Were Tyre's coastal suburbs (Ushu) fortified?

“Yes, after all…
  • Nebuchadnezzar had to siege Tyre 13 years

      Nebuchadnezzar sieged Tyre for thirteen years. This is relevant because Nebuchadnezzar was not sieging the island (he did not even have a navy). Consequently, he was sieging Tyre's coastal district, and it would not have taken thirteen years to capture it if it was not fortified.
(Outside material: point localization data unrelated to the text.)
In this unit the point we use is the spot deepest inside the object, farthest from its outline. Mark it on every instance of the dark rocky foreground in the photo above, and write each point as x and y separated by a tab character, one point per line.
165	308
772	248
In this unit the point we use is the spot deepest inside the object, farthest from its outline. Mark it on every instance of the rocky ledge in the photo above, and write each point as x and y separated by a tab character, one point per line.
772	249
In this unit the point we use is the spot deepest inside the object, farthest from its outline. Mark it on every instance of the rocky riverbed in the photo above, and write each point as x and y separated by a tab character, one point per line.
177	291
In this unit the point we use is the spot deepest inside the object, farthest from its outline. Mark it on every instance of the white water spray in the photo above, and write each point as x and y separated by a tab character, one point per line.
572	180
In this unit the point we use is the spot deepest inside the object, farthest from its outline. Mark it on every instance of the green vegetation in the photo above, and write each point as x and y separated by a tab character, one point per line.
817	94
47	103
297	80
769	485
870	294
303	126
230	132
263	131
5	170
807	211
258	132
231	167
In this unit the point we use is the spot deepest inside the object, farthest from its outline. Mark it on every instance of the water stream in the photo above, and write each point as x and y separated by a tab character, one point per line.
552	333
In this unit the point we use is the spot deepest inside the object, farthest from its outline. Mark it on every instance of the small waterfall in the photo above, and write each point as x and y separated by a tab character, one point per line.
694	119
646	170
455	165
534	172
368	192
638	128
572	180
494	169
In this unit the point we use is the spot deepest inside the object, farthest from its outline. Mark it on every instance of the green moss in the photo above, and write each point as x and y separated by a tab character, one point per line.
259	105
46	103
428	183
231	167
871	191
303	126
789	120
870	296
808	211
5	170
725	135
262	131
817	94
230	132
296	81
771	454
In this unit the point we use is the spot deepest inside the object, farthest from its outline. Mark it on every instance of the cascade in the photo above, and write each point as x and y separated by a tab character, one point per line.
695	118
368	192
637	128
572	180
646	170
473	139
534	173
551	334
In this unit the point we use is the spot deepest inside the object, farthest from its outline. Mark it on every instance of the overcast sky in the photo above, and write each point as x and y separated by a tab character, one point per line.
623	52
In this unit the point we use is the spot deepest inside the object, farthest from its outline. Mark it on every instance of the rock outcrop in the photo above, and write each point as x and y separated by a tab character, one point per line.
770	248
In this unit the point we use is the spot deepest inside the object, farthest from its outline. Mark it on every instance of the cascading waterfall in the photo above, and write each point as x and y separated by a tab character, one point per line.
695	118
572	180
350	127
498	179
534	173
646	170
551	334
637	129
  • Joshua 19:29 refers to the walls of coastal Tyre

      It says in Joshua 19:29 -- “to Ramah and to the fortified city of Tyre.” This is relevant because this is a reference to Ushu (Tyre on the coast).1

      1. C. F. Keil & E. Delitzsche: “'The fortified town of Zor,' i.e., Tyre, is not the insular Tyre, but the town of Tyre, which was on the mainland, the present Sur, which is situated by the sea-coast, in a beautiful and fertile plain (see Ritter, Erdk. xvii. p. 320, and Movers, Phönizier, ii. 1, pp. 118ff.).” [Commentary on the Old Testament Vol IV: Joshua, Judges, Ruth (T & T Clark, ), 201.]. See also Marten H. Woudstra, The New International Commentary on the Old Testament: The Book of Joshua (Wm.B. Eerdmans, 1981), 289.
  • “No, after all…
  • Ashurbanipal did not mention any walls

      Ashburbanipal (King of Assyria, 668-626 B.C.) boasted of having destroyed Tyre, and yet did not mention any walls.1 This is relevant because we might have expected him to mention the destruction of walls if there were any.
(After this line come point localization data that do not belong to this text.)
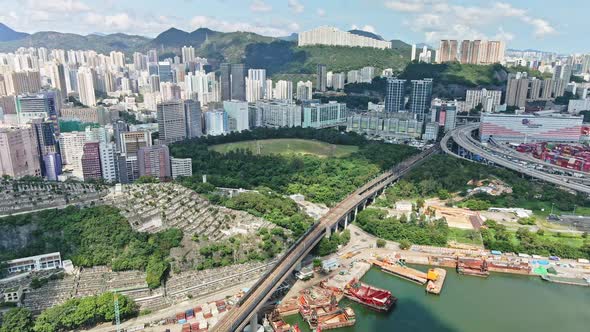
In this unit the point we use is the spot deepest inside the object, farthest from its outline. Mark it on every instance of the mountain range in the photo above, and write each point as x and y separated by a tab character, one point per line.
7	34
279	56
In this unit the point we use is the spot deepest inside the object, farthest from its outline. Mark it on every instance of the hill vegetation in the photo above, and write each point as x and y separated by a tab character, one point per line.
73	315
94	236
323	180
7	34
276	55
102	44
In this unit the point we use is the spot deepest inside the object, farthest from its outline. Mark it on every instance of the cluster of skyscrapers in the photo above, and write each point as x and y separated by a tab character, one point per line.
478	52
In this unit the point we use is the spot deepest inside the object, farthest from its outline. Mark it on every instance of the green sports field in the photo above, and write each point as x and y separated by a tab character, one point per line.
288	146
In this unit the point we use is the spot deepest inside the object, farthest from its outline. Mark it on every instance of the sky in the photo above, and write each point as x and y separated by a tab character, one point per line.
547	25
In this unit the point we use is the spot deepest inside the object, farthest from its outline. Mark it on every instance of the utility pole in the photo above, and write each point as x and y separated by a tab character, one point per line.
117	314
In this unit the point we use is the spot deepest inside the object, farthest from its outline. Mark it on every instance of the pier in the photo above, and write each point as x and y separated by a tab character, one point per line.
403	272
436	280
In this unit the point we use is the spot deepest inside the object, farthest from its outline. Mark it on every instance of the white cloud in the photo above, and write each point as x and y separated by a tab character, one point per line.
445	19
274	30
409	6
259	6
58	6
542	27
367	28
296	6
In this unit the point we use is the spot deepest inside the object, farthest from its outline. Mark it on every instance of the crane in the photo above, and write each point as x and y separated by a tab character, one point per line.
117	314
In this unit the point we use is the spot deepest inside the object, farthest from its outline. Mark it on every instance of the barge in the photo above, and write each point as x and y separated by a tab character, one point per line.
372	297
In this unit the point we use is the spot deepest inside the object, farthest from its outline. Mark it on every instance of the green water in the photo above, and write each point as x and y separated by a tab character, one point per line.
501	302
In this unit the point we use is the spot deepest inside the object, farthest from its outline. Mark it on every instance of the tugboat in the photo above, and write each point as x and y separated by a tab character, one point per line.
372	297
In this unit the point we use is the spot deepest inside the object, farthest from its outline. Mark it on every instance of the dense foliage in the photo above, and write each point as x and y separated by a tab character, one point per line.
273	207
330	245
414	229
239	250
17	319
84	312
94	236
496	237
456	73
286	57
443	174
324	180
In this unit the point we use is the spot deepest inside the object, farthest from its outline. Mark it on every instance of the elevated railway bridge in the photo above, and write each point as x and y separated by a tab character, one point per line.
341	214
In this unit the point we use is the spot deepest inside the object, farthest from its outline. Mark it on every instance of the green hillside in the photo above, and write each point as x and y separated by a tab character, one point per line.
281	57
275	55
455	73
67	41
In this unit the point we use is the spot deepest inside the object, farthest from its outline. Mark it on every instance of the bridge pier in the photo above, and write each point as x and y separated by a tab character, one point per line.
254	322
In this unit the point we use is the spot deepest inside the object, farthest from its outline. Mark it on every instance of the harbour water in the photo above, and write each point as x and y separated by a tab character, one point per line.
501	302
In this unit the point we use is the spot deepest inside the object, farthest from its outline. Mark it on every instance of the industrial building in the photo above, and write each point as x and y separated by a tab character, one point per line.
35	263
528	128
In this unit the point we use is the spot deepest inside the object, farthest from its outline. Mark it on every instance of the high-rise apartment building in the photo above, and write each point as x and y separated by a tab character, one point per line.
86	86
321	82
19	154
338	81
517	90
304	90
72	147
283	90
237	112
193	118
489	99
256	85
171	121
394	96
480	52
91	169
367	74
562	72
132	141
447	51
165	71
108	162
225	79
216	122
327	115
420	98
334	37
238	83
23	82
155	161
279	114
181	167
188	54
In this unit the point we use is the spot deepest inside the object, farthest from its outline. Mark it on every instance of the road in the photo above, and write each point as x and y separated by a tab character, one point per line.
256	298
462	136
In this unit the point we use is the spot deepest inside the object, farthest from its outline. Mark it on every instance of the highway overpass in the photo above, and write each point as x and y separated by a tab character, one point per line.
344	212
462	136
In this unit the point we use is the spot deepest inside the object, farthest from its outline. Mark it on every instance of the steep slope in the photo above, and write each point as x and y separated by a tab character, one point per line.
7	34
101	44
366	34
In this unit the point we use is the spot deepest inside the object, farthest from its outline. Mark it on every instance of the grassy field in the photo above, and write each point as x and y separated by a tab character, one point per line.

      By way of response, however, few scholars have found this argument from silence persuasive―the consensus is that coastal Tyre was fortified. (See above). It is explainable several ways (for example, by the walls not being as noteworthy as those on the island.)
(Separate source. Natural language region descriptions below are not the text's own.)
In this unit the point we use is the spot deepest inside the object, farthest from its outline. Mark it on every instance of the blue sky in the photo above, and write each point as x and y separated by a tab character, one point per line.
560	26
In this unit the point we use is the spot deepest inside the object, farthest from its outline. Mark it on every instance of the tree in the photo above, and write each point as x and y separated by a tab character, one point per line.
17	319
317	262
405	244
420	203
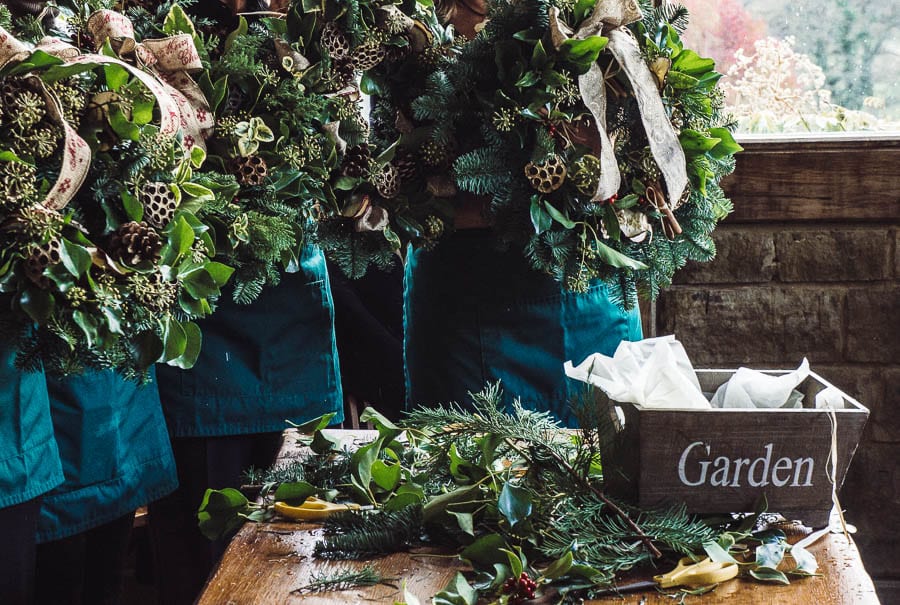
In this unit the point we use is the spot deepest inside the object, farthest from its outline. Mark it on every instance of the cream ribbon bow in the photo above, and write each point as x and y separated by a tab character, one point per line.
76	159
610	18
171	59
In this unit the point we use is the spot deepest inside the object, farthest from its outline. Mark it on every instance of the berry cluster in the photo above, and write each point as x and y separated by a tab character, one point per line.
520	589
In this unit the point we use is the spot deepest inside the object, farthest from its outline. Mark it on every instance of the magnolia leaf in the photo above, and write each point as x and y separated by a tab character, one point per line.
465	521
294	492
515	503
386	476
615	258
194	340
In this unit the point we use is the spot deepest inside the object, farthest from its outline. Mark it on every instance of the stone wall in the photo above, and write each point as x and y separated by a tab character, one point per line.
808	267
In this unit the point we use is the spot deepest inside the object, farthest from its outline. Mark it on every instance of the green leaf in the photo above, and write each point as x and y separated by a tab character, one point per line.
37	303
717	554
614	258
75	258
295	492
194	340
529	78
401	501
727	146
559	568
219	512
465	521
697	142
486	551
770	555
559	217
540	218
386	476
767	574
316	424
457	592
177	22
515	503
218	272
805	560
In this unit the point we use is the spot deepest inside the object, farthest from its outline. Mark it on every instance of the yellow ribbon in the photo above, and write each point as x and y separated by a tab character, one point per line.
611	18
182	104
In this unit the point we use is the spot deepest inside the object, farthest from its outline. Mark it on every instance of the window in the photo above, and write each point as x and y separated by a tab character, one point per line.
806	65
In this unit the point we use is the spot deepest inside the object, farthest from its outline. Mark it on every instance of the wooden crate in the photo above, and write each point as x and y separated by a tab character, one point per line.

      1. Ashurbanipal (King of Assyria, 668-626 B.C.): “In my third campaign I marched against Baal, King of Tyre, who dwelt in the midst of the sea. Because he had not kept the word of my lordship nor heeded utterance of my lips, I erected against him siege-works and cut off his exit both by land and sea; their lives I made narrow and straitened; I caused them to submit to my yoke."; "On my return I captured Ushu, which is situated on the coast of the sea. The inhabitants of Ushu, who had not been obedient to their governers, who had not paid their tribute, I killed as the tribute of their land. Among the rebellious peoples I set my staff.” [George Aaron Barton, Archaeology and the Bible, 378.]